When analyzing educational data, statisticians often find associations between the initial status of their subjects and the subjects' growth after an experiment. These associations incur a bias which can obfuscate the true improvement of a subject. The two methods typically used in this sort of analysis, Change-Score and ANCOVA (also known as regressor-variable), incur different biases. Statisticians have debated for decades which method is generally better suited to the task—in other words, which method generally incurs a smaller bias.

In their 2016 article "Accounting for the Relationship Between Initial Status and Growth in Regression Models," Sean Kelly and Feifei Ye argue that the appropriate method depends on multiple factors, including measurement error and any intrinsic associations between initial status and growth. They simulated hundreds of possible scenarios and provided several tables showing what the bias would be in each case, for both methods of analysis. These used particular statistics: Cohen's d (for the group difference in initial status), the sample size (N), any intrinsic association between initial status and growth (δ), and the reliability of the achievement scores at Time 1 and Time 2* (r). Given this data, one could find the corresponding bias, which is considered significantly large if it is greater than 0.5.

We have converted these tables into a program that will take input for the statistics above and return a table of the bias discovered for that scenario for each method. If the reliability is unknown, it will return a table with the biases for every reliability in the list.

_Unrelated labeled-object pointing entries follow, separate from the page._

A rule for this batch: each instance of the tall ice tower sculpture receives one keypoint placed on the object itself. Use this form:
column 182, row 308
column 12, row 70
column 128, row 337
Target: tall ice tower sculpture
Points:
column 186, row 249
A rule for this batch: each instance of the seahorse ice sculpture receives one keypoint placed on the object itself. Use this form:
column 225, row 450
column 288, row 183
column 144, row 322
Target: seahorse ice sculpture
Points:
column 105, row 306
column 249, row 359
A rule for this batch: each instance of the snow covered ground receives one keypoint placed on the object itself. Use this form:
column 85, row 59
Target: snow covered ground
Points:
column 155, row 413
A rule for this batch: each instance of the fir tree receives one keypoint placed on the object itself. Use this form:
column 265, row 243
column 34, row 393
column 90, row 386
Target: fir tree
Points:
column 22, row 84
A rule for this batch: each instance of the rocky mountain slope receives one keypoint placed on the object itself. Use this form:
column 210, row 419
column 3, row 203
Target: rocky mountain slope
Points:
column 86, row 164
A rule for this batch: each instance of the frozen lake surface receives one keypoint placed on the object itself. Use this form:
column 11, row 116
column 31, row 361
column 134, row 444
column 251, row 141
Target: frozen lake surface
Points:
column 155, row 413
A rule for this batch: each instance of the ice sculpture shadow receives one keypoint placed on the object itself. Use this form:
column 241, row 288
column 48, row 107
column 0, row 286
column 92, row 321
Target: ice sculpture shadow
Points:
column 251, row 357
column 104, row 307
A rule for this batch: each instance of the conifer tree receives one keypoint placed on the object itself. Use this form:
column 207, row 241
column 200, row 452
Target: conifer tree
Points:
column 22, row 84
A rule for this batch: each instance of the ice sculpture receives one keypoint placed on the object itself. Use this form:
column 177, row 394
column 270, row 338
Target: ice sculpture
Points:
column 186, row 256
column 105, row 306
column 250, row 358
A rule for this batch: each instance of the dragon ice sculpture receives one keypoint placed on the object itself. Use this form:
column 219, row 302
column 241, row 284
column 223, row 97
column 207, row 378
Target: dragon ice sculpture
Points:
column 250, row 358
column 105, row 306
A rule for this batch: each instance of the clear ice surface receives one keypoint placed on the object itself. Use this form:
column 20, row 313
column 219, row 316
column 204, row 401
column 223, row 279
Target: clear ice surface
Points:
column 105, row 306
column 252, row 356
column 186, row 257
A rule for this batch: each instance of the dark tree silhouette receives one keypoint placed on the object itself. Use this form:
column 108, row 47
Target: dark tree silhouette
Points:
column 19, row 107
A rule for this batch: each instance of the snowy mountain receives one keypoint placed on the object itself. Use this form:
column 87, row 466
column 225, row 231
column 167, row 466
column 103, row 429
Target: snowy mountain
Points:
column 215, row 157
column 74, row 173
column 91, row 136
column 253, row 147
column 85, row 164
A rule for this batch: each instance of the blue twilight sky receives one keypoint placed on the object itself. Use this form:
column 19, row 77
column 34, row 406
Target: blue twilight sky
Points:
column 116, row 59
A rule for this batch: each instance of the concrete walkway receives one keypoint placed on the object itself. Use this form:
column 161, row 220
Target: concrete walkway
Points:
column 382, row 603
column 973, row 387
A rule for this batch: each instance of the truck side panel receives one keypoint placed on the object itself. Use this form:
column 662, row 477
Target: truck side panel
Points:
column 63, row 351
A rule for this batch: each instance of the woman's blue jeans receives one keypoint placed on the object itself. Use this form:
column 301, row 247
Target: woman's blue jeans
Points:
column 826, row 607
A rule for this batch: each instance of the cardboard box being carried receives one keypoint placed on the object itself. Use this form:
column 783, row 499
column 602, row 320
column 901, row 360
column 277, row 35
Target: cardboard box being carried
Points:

The bias with the smaller absolute value will be highlighted in green, and any biases with an absolute value greater than 0.5 will be printed in red text.

You can read Kelly and Ye's article here.

Cohen's D:

Sample size (n):

Estimated intrinsic association between initial status and growth (δ):

Estimated reliability (r):

* This assumes a stable reliability. In practice, it is certainly possible for the reliability to be different at each time point, but the authors did not feel this warranted simulations, as there is no rule of thumb as to whether it would generally go up or down. Due to fatigue, the second might be lower, but in education, the spring scores are often the high-stakes ones, so that rule doesn't apply in much ed policy research. Yet there is an assumption there the reader should be aware of.